13 November 2010

A Loving Immersion into God

Today in Italy for the Carthusian Order is the feast of the Dedication of the Monastery Church of Serra San Bruno. At Matins the Gospel of Saint Luke (19:1-10) was proclaimed followed by a reflection from the fourteenth-century mystic, John Ruusbroec. Here is that reflection:

Usually one who has attained perfection of life and offers his entire life and all his activities to the praise and glory of God, directing his mind to God and loving Him above all things, will often be moved by the desire to see, to know, and to experience Who this Bridegroom is, this Christ Who for his sake became a human Being and laboured in love unto death, Who has forgiven him his sins and driven away the devil, Who has given him Himself and His grace and left him His sacraments, and Who has promised him His Kingdom and Himself as his eternal reward, and given bodily sustenance, interior consolation and sweetness, and countless other gifts according to each person’s need. When such a person considers all this, he is moved by an extremely strong desire to see and to know Christ his Bridegroom as He is in himself, for although he knows Christ in His works, this is not enough. He must therefore do as the publican Zacchaeus did when he desired to see Jesus as He was (cf. Saint Luke 19:1-10).

He must run ahead of the crowd, that is, all the multiplicity of the created order, since this makes a person short of stature, and so, unable to see God. He must then climb the tree of faith, which grows downward from above, since its roots are in the Godhead. This tree has twelve branches, which are the twelve articles of the Creed. The lowest of these speak of God’s Humanity and of those things which concern the salvation of our body and soul. The highest branches of this tree speak of the Godhead – of the Trinity of Persons and of the unity of the divine nature. A person must cling to this unity in the highest part of the tree, for it is there that Christ is to pass by with all His gifts. Here comes Jesus, Who sees this person and speaks to him in the light of glory, saying that according to His Divinity He is Infinite, incomprehensible inaccessible, and fathomless, transcending all created light and every finite concept.

This is the highest knowledge of God that a person can acquire in the active life, namely, that he acknowledge in the light of faith that God is incomprehensible and unknowable. In this light Christ says to this person’s desire, ‘Come down quickly, for I must stay at your house today’ (Saint Luke 19:5). This quick descent is nothing other than a desirous and loving immersion into the abyss of the Godhead, where no understanding which requires created light can reach. But where understanding remains without, desire and love enter within. When the soul thus inclines towards God with love and intent above all that it understands, then it abides in God and God in it.

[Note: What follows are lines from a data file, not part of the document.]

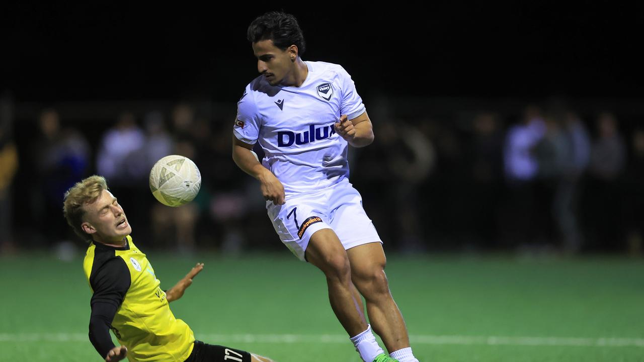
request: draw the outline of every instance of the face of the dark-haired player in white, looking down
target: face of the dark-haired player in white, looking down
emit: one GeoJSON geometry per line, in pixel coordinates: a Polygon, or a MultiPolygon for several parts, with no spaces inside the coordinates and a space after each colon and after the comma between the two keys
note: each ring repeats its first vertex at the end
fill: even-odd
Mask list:
{"type": "Polygon", "coordinates": [[[271,86],[281,83],[295,68],[296,51],[294,46],[281,50],[272,40],[252,43],[252,51],[257,57],[257,70],[266,77],[271,86]]]}

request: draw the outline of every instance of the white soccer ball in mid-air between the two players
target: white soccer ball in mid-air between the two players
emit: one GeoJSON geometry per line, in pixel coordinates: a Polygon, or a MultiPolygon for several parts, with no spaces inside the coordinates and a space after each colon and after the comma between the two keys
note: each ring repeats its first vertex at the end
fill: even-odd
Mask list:
{"type": "Polygon", "coordinates": [[[150,171],[150,191],[161,204],[181,206],[199,193],[201,173],[187,157],[169,155],[156,161],[150,171]]]}

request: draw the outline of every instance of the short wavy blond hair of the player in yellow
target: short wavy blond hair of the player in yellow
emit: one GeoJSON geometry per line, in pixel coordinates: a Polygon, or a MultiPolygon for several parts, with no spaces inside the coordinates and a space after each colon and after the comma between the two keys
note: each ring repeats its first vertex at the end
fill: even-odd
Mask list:
{"type": "Polygon", "coordinates": [[[88,242],[91,240],[81,227],[84,221],[83,216],[85,216],[83,205],[95,202],[103,190],[107,189],[108,183],[105,178],[93,175],[81,180],[81,182],[77,182],[65,193],[65,198],[62,202],[62,214],[64,214],[67,224],[71,226],[71,229],[78,236],[81,236],[82,240],[88,242]]]}

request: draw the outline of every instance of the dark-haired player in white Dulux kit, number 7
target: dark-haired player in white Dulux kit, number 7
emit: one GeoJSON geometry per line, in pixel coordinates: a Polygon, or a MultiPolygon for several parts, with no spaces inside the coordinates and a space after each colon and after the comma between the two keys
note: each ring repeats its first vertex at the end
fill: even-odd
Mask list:
{"type": "Polygon", "coordinates": [[[301,60],[305,41],[293,15],[261,15],[248,39],[261,75],[238,102],[232,158],[260,181],[284,245],[327,276],[331,307],[363,361],[418,362],[389,291],[382,241],[348,180],[348,145],[374,140],[354,82],[337,64],[301,60]]]}

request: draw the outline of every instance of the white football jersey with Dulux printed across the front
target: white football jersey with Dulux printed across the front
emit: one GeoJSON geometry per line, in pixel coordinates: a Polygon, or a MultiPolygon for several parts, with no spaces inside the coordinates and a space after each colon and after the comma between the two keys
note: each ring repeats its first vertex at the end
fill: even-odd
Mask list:
{"type": "Polygon", "coordinates": [[[334,128],[341,115],[365,112],[350,75],[337,64],[309,62],[299,87],[271,86],[263,75],[237,103],[233,133],[242,142],[260,142],[264,167],[288,194],[348,181],[348,143],[334,128]]]}

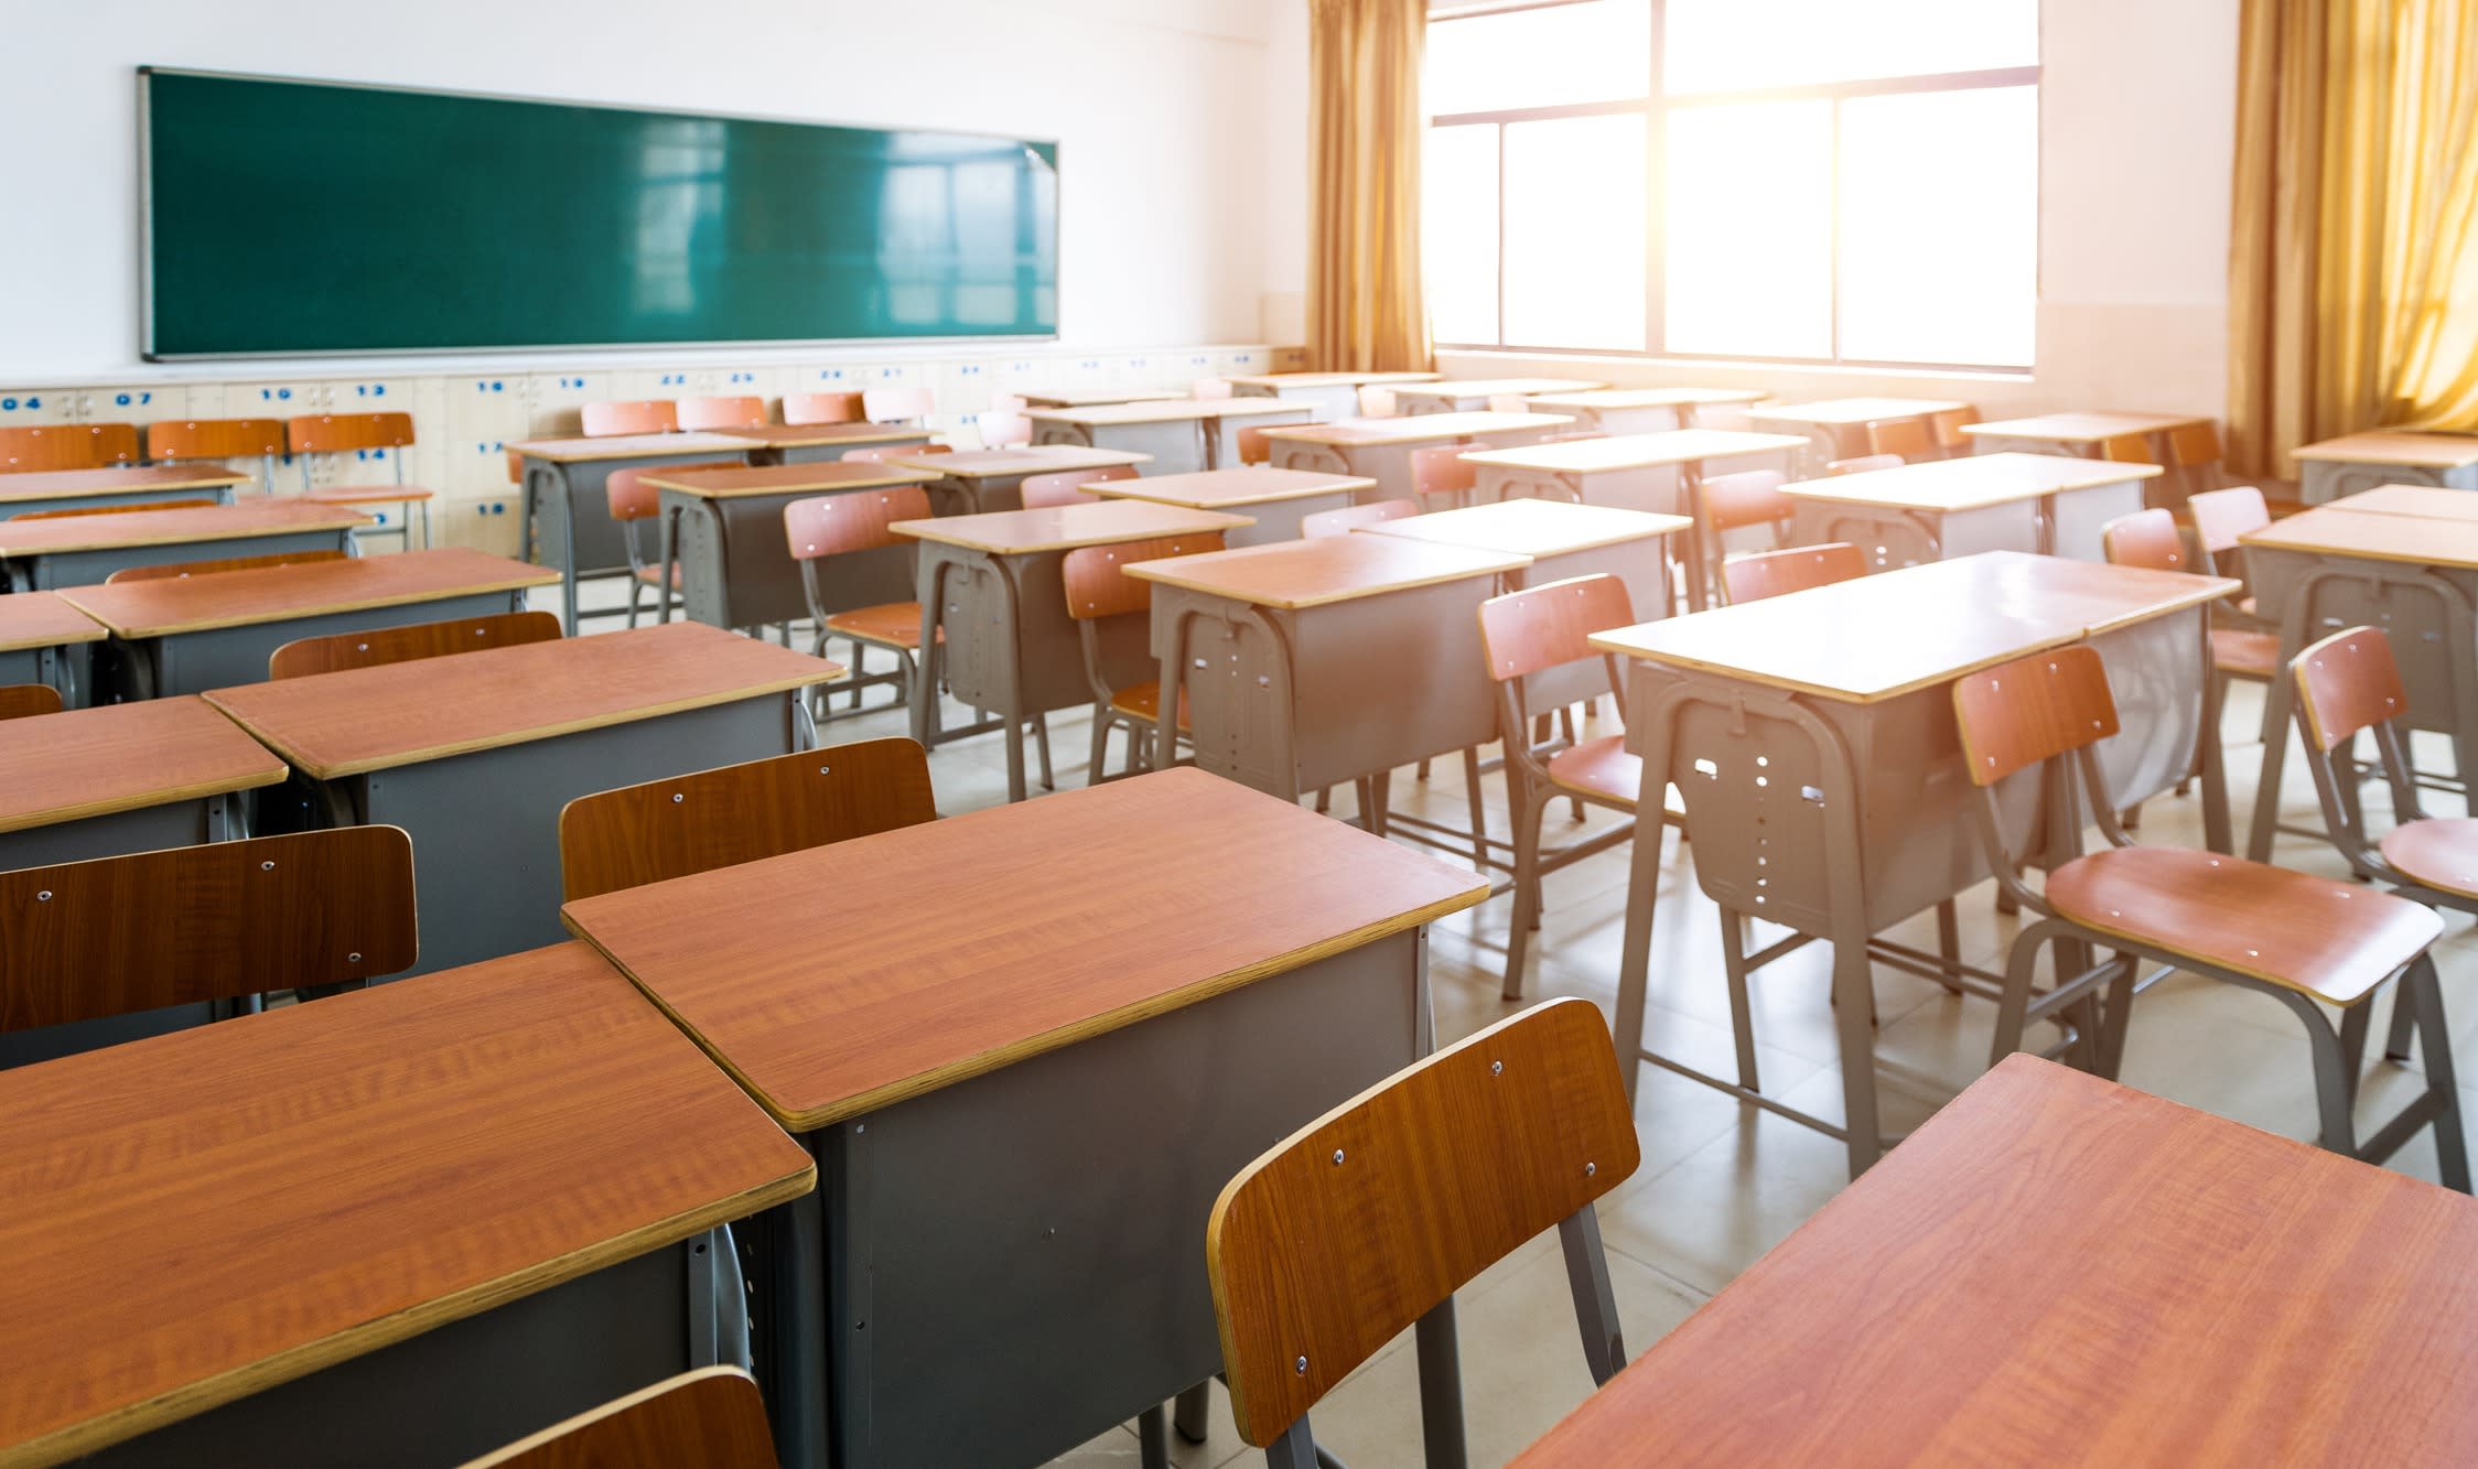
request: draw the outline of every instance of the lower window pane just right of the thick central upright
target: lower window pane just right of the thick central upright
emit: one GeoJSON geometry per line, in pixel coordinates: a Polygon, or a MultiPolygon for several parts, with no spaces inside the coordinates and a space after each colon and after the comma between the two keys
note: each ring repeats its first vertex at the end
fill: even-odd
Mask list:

When a soul ascends with desire above the multiplicity of the created order, above the activity of the senses and above all natural light, then it meets Christ in the light of faith; it becomes enlightened and confesses that God is unknowable and incomprehensible. When the soul inclines with desire toward this incomprehensible God, then it meets Christ and is filled with His gifts. When it loves and is at rest above all gifts, above itself, and above all creatures, then it abides in God and God in it. If you possess righteousness in charity, if you have laid down humility as a foundation, and built upon it a dwelling, namely, the virtues which here have been described, and if you have met Christ through faith and through directing your mind and your love to Him, then you abide in God and God in you.